Este modelo permite que a mobilidade interna represente hoje 40% dos preenchimentos de vagas, promovendo talentos de dentro da organização para novas oportunidades. Além disso, a Amazon incentiva a capacitação contínua, oferecendo cursos especializados e até mesmo formando programadores internos em machine learning.
Futuro do aprendizado precisa focar em habilidades humanas essenciais
Josh Bersin, da Bersin Consulting, trouxe um olhar profundo sobre a revolução da inteligência artificial no campo do Learning & Development (treinamento e desenvolvimento). Ele enfatizou a necessidade de mudar a arquitetura das soluções de desenvolvimento, passando de modelos tradicionais baseados em descrições de cargos para um foco nas habilidades humanas essenciais. Isso permitirá alocar as pessoas nas funções que melhor aproveitem suas competências, impulsionando o desempenho organizacional.
Bersin também apresentou um framework inovador para a organização dos times de Learning & Development, sugerindo uma segmentação mais moderna entre equipes de arquitetura, comunidade de práticas e agile consulting.
O Talent Connect 2024 foi um marco importante para refletirmos sobre como as transformações tecnológicas estão moldando o futuro do trabalho.
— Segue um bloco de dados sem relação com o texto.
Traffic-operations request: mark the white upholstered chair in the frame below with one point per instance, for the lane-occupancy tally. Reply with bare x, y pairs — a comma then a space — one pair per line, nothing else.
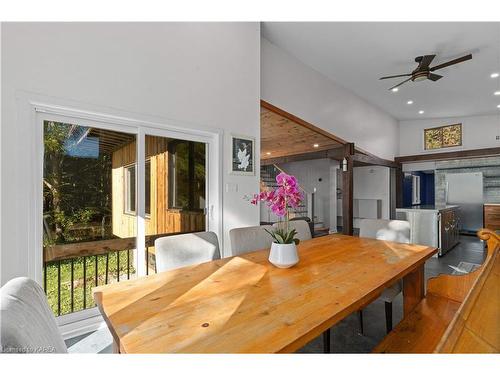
247, 239
301, 226
387, 230
27, 324
186, 249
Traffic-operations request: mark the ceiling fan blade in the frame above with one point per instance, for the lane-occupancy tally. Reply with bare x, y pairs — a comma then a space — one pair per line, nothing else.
452, 62
425, 62
399, 84
434, 77
399, 75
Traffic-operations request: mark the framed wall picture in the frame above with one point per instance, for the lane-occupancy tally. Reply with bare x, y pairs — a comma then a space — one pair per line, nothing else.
242, 155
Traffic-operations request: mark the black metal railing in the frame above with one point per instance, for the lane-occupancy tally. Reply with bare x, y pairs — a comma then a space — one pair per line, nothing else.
70, 271
68, 283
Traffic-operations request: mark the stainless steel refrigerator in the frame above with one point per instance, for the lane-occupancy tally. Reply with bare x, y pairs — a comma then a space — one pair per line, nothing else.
466, 190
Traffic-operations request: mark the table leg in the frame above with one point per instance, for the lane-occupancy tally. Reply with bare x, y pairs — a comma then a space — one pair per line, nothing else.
116, 347
326, 341
413, 289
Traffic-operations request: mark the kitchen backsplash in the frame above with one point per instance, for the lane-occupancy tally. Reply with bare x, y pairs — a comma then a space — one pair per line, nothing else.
491, 172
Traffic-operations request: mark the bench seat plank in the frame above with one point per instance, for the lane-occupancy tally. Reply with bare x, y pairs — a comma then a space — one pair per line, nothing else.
458, 315
422, 329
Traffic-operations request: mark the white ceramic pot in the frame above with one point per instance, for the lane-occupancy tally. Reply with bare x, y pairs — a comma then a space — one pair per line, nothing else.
283, 255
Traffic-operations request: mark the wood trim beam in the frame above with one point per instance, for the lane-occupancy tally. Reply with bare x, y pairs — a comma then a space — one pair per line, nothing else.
333, 153
347, 190
478, 153
299, 121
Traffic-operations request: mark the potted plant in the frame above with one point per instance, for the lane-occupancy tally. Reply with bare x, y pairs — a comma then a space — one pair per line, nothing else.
280, 201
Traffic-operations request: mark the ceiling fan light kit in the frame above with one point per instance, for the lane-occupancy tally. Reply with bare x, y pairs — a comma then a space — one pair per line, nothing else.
424, 71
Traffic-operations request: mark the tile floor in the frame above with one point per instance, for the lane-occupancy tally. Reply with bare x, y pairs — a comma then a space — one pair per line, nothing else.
345, 335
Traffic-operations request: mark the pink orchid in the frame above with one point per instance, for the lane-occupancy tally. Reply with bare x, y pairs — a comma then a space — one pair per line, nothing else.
287, 195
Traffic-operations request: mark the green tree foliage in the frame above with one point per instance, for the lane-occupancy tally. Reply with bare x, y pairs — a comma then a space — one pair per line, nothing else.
77, 189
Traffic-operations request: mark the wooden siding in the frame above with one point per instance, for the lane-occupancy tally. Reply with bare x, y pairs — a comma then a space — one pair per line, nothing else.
162, 219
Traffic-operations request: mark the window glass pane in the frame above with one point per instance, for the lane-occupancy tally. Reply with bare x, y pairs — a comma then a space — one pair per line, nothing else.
452, 135
130, 190
443, 136
432, 139
82, 207
181, 175
177, 175
147, 201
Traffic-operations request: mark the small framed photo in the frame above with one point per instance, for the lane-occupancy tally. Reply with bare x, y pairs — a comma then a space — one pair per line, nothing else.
242, 155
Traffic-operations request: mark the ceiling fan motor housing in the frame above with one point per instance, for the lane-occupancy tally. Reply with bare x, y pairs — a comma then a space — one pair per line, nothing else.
420, 76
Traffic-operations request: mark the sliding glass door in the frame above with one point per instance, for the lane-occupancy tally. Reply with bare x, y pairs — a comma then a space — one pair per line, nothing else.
108, 195
83, 244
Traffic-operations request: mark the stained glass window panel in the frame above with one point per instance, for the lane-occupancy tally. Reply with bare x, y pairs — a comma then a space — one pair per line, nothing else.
443, 136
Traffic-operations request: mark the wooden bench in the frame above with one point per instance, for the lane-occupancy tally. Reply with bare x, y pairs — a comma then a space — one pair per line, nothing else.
460, 313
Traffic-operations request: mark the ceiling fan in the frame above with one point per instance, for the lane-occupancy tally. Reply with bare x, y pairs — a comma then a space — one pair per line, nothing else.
424, 71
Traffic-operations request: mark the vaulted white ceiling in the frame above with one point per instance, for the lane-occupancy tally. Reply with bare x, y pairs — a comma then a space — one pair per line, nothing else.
356, 55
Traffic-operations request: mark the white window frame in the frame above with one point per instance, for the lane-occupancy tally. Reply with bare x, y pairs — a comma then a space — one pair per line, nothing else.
37, 109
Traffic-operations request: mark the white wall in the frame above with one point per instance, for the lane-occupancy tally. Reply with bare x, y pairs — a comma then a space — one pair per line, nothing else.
202, 74
297, 88
373, 183
477, 132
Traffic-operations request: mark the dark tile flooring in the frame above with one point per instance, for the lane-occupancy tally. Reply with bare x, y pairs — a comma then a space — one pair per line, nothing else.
345, 336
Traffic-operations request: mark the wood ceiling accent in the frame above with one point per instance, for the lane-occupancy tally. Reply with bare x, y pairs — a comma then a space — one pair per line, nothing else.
281, 136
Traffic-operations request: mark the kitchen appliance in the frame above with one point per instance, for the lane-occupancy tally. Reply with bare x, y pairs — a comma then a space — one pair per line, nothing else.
466, 191
432, 225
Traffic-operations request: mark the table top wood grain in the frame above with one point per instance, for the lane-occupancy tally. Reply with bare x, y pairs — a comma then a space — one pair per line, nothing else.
244, 304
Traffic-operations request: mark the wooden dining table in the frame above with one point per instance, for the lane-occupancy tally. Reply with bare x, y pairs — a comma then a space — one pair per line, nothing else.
244, 304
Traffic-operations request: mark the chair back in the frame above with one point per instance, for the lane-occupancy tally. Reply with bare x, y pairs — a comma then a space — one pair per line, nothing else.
388, 230
301, 226
247, 239
27, 324
185, 250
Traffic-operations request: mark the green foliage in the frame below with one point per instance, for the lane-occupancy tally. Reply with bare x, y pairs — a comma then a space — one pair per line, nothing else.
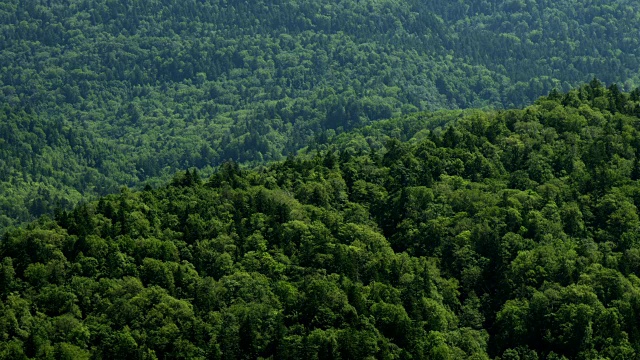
452, 235
100, 94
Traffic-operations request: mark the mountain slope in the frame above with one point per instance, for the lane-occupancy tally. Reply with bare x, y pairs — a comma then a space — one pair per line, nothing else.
504, 235
153, 86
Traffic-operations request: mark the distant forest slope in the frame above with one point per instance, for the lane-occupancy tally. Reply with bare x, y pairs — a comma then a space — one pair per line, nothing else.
101, 93
500, 235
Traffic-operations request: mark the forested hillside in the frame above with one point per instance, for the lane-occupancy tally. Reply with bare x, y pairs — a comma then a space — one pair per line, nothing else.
502, 235
97, 94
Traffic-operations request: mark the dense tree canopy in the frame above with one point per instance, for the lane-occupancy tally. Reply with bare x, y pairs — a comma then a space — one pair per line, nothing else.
97, 94
492, 235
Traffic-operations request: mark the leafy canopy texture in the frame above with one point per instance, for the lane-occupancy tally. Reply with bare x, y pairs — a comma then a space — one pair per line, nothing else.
98, 94
501, 235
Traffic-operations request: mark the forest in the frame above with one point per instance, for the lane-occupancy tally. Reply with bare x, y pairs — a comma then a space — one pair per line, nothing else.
496, 234
100, 94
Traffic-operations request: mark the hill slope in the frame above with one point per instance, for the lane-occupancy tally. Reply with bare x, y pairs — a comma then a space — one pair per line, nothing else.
123, 92
507, 234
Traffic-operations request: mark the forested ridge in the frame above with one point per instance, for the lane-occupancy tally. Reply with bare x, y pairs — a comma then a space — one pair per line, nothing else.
97, 94
505, 234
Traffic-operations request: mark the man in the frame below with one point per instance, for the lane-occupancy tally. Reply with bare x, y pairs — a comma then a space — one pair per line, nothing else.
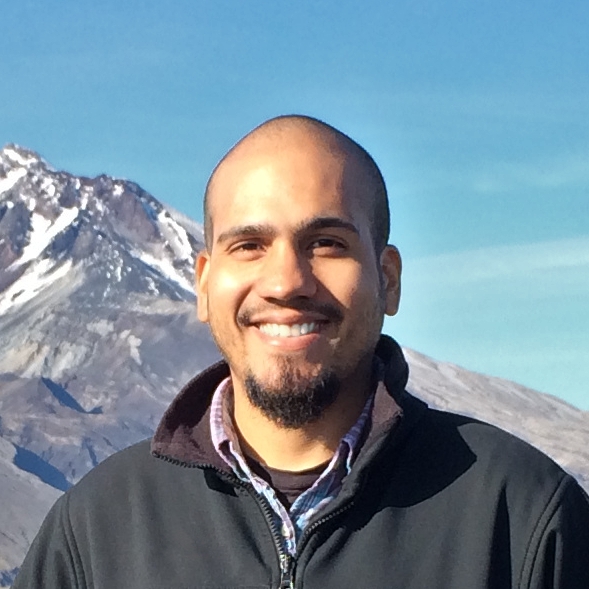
301, 461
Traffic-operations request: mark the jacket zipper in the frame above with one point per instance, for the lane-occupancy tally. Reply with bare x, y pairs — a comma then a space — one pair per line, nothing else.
286, 561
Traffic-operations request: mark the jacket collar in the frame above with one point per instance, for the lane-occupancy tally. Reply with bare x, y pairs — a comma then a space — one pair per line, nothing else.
184, 432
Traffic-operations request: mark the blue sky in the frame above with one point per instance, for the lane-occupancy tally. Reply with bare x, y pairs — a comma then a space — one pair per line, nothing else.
477, 112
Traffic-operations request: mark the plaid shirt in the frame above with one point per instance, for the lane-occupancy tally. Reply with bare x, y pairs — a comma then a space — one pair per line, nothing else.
326, 487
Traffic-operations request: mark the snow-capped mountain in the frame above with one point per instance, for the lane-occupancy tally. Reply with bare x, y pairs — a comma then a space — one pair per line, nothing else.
98, 332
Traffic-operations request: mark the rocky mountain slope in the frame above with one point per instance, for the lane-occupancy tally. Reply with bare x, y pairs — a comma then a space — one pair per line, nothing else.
98, 332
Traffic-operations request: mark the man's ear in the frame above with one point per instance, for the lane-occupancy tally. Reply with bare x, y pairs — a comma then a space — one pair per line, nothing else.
202, 287
390, 264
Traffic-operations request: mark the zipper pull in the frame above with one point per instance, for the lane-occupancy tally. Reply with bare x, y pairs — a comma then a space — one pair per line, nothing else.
286, 572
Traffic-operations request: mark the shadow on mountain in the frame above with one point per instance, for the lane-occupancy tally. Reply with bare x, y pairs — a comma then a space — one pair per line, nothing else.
33, 463
65, 398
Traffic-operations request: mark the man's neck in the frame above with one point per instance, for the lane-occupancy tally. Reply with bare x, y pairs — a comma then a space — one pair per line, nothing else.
298, 449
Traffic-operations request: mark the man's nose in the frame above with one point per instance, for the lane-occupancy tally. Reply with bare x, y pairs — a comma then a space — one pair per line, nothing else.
286, 273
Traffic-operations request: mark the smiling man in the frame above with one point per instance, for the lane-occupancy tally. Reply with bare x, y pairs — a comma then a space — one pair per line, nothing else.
300, 460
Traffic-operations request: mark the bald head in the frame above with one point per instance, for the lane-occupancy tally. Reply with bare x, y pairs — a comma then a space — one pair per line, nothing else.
281, 132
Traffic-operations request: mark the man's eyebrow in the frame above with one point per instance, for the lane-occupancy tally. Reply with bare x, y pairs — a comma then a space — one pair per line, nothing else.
246, 231
327, 223
267, 230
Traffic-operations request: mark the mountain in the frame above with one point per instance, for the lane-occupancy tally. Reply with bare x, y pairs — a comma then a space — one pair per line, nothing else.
98, 332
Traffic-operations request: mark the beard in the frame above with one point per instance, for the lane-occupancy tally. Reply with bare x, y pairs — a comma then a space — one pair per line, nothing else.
295, 399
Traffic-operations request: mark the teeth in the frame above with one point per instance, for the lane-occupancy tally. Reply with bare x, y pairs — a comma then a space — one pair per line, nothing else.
281, 330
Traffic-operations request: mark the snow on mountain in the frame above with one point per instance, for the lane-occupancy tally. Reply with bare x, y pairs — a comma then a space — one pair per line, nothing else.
98, 332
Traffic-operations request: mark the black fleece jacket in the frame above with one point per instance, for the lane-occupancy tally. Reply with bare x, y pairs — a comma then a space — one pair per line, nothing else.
434, 501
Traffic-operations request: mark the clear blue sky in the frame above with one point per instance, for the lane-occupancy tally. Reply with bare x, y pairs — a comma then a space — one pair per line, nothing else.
477, 112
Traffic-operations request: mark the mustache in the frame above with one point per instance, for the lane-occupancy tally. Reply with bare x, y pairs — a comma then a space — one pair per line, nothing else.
329, 311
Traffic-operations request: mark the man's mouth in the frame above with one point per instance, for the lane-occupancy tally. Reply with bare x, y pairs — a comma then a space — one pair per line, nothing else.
282, 330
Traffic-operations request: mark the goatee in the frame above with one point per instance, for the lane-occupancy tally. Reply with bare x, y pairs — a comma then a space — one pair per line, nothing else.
295, 400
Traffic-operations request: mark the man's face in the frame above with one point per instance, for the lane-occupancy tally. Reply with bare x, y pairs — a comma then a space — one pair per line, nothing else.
292, 287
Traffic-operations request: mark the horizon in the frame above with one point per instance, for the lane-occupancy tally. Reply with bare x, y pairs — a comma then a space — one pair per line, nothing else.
476, 115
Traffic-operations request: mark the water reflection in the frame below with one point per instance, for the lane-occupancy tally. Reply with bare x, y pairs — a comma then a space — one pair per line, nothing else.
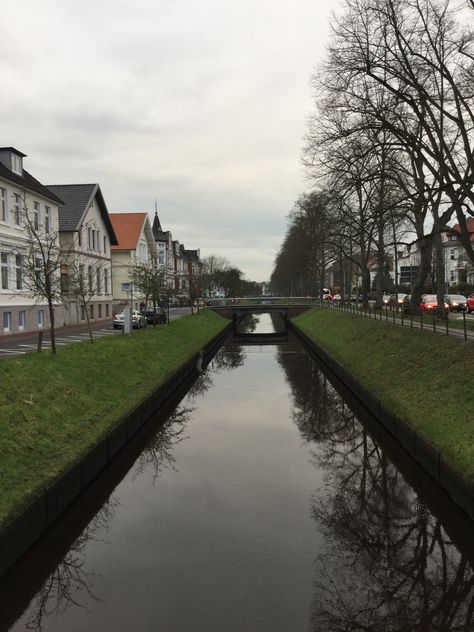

Como líderes de recursos humanos, temos o desafio de garantir que as pessoas estejam preparadas para navegar nesse futuro, adaptando-se às novas ferramentas, desenvolvendo habilidades e se mantendo engajadas no propósito de transformar o ambiente de trabalho para todos. Como disse Jennifer Shappley em sua palestra: “Change itself is changing” (“Até a mudança está mudando”). Isso nunca foi tão verdadeiro. A mudança é constante, e nossa responsabilidade é liderá-la com inteligência, empatia e visão estratégica.